If reading last night's news about Barry Bonds got you all nostalgic for Roger Clemens' legal nightmare, you're in luck: both the New York Times and New York Daily News have updates today on where things stand.
Remember how Brian McNamee, Clemens' former trainer turned federal informant, turned over syringes and gauze that he claimed were used to inject Clemens with steroids several years ago? It seems that the feds may have obtained a viable DNA sample off the items -- at least if you're willing to connect some dots.
While the government hasn't made any official announcement, a source confirmed that investigators requested and received DNA samples from McNamee and three of his lawyers, who took possession and photographed the items before handing them over to authorities in January. From the Daily News:
"It suggests that they found DNA on the items, they want to determine who came into contact with the material," said a source with close knowledge of the matter.
The agents visited McNamee on Long Island on Sept. 11 to take a swab of cells from the inside of his cheek. The agents also took samples from McNamee's three lawyers: Richard Emery, Earl Ward and Debbie Greenberger.
According to experts in criminal investigations cited by the Times, it's "highly unlikely that authorities would request DNA samples without having something with which they could be compared." Of course, this begs the question: has Clemens submitted a DNA sample of his own? That much is still unknown -- and his lawyer refused to say one way or the other -- but considering his previous vows to cooperate, it seems likely that he has.

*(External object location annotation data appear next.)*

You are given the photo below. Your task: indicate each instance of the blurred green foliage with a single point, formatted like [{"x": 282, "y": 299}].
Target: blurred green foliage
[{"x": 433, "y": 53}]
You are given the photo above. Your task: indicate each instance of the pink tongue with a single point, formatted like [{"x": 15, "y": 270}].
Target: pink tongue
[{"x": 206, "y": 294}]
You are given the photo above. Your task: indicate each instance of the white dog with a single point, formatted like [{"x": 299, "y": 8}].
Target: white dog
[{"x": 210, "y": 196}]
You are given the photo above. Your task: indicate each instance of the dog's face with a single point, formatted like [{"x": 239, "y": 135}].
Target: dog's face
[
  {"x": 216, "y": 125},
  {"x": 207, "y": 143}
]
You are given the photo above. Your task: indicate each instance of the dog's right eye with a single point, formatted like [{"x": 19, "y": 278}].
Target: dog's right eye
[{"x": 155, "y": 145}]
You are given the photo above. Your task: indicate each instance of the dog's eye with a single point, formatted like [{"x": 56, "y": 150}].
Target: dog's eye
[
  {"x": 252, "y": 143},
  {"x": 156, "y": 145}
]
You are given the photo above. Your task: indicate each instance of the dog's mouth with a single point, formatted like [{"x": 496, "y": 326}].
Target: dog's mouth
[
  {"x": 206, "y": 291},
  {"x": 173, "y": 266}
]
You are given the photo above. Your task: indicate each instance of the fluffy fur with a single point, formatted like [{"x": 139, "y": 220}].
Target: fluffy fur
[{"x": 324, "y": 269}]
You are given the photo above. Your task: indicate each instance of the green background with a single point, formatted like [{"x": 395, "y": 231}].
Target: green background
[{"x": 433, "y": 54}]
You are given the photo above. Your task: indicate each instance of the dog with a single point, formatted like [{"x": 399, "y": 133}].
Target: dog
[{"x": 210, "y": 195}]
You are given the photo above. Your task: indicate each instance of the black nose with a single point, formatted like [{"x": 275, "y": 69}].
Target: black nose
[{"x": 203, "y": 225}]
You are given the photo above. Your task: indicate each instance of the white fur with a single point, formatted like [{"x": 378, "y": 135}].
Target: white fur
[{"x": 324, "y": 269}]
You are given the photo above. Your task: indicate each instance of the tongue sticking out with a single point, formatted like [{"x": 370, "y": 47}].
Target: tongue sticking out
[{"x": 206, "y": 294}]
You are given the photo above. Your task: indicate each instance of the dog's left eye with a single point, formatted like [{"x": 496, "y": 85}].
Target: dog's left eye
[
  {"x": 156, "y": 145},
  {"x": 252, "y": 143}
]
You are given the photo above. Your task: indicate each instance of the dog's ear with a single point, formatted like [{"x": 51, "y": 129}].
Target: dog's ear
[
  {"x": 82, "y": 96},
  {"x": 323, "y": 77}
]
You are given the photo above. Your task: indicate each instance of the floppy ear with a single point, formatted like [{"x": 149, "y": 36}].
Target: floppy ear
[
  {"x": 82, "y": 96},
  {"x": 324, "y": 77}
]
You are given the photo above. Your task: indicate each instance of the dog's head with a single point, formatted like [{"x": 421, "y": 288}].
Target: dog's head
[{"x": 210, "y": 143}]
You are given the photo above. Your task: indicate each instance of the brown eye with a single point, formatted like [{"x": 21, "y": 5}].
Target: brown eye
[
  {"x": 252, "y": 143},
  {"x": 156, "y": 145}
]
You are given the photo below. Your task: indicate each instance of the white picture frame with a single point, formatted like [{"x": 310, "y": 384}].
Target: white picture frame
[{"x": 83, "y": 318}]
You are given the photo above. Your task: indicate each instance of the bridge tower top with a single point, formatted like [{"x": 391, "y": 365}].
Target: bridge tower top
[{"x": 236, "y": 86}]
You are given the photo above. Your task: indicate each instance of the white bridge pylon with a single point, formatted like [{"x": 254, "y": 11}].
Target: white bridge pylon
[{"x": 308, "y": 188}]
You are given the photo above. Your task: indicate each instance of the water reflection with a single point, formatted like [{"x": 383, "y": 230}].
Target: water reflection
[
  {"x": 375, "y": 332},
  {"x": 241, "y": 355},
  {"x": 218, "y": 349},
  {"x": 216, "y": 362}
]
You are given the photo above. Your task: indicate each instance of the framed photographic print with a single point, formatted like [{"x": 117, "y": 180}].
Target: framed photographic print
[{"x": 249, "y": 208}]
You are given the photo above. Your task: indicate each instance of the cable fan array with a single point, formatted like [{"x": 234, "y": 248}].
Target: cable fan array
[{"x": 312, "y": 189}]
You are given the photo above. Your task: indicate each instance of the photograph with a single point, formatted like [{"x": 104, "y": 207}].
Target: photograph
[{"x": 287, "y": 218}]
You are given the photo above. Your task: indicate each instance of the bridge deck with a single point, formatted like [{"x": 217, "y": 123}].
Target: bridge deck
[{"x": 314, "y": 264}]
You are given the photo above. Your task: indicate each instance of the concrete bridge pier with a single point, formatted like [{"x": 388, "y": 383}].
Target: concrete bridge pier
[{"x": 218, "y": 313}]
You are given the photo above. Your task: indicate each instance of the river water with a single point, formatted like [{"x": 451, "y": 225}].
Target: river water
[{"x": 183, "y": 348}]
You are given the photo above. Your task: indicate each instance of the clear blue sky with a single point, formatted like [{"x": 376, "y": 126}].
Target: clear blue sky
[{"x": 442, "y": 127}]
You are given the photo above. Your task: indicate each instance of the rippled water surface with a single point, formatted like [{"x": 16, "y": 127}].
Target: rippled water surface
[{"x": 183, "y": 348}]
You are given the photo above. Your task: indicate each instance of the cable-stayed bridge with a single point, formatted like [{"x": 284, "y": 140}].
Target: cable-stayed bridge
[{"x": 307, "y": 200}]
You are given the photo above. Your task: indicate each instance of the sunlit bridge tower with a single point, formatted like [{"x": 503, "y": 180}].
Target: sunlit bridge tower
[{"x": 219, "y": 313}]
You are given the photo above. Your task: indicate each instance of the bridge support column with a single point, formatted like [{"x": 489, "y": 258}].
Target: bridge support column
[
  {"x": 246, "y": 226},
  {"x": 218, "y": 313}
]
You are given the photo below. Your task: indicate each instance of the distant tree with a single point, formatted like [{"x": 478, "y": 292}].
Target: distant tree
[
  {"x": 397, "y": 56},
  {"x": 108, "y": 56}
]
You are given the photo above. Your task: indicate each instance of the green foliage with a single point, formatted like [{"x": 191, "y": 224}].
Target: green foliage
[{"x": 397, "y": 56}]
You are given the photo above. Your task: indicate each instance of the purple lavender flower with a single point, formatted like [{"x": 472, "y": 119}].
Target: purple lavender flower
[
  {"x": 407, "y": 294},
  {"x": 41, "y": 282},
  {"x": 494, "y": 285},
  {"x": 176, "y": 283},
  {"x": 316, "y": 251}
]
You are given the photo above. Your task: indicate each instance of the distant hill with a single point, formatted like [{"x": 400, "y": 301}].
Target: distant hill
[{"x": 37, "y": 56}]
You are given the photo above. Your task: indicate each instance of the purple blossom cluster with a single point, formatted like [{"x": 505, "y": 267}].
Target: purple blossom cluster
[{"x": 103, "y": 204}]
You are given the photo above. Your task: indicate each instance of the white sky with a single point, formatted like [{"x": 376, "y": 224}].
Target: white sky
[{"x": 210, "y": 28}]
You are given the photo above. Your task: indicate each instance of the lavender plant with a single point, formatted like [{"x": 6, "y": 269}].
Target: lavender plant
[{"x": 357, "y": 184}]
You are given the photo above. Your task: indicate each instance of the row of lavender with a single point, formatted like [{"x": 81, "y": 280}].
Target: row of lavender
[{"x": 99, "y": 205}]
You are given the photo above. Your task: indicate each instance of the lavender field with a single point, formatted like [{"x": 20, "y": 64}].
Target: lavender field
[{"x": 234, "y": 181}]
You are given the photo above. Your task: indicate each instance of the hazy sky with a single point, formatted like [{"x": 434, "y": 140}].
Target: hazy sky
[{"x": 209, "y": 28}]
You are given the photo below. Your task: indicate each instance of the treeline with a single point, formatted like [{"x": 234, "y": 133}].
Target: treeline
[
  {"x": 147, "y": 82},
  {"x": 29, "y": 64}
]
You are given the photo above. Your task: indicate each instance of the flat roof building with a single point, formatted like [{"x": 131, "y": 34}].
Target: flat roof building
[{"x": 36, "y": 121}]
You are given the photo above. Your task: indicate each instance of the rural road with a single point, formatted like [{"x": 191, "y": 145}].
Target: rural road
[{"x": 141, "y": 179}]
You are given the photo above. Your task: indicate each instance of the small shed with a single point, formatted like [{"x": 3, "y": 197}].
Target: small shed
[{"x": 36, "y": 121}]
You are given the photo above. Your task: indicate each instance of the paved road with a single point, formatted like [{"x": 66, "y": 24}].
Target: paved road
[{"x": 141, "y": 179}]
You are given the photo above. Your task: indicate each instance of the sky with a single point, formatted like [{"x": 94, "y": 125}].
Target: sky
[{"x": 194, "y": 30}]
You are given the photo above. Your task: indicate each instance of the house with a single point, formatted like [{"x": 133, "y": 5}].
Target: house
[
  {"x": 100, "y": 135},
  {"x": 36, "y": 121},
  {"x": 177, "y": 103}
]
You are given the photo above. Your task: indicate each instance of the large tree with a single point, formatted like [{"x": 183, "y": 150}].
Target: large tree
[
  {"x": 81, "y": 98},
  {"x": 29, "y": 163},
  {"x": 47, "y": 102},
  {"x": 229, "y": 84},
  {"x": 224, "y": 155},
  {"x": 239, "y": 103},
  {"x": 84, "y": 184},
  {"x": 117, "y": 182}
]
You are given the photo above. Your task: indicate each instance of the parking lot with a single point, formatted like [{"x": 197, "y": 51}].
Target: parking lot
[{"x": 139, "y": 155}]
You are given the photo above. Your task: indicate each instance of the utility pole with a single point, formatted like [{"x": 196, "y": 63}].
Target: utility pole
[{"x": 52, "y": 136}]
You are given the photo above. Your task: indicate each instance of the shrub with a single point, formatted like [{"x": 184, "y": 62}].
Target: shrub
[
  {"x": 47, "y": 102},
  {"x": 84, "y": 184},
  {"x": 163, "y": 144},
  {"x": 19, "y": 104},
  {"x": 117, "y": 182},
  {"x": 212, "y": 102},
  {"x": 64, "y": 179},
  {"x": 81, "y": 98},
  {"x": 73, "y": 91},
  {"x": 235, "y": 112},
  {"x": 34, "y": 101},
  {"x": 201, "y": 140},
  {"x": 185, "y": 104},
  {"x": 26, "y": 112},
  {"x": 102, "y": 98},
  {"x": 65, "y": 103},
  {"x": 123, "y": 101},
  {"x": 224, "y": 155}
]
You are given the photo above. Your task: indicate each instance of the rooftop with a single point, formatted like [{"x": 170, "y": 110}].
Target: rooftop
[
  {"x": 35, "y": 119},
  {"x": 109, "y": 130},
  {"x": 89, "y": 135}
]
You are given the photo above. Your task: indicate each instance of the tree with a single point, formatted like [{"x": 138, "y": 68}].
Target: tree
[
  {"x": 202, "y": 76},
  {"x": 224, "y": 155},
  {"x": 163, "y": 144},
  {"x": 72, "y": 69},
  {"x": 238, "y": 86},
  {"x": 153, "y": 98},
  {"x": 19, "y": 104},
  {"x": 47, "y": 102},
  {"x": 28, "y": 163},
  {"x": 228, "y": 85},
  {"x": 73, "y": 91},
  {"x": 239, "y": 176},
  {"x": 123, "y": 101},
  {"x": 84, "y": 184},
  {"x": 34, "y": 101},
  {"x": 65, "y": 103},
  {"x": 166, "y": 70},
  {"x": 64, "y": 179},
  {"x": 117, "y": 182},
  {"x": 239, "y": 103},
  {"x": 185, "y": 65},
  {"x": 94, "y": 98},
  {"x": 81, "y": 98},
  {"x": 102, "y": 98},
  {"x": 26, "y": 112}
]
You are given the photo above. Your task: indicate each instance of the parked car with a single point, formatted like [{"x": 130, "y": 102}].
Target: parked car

Hypothetically speaking, if Clemens' DNA shows up on a syringe that also contains traces of steroids, it's an open and shut case, right? Not exactly. Even if that scenario, Clemens could still argue that the evidence was tampered with or engineered.
So what does today's news really mean? Well, nothing, really, aside from confirming that even though this investigation is moving slow, it's still moving. It took nine months for the feds to examine the items and decide they needed McNamee's DNA to move forward, and it took another two months for news of that development to leak. With that in mind, there's really no reason to think we'll find out Clemens' ultimate fate any time soon.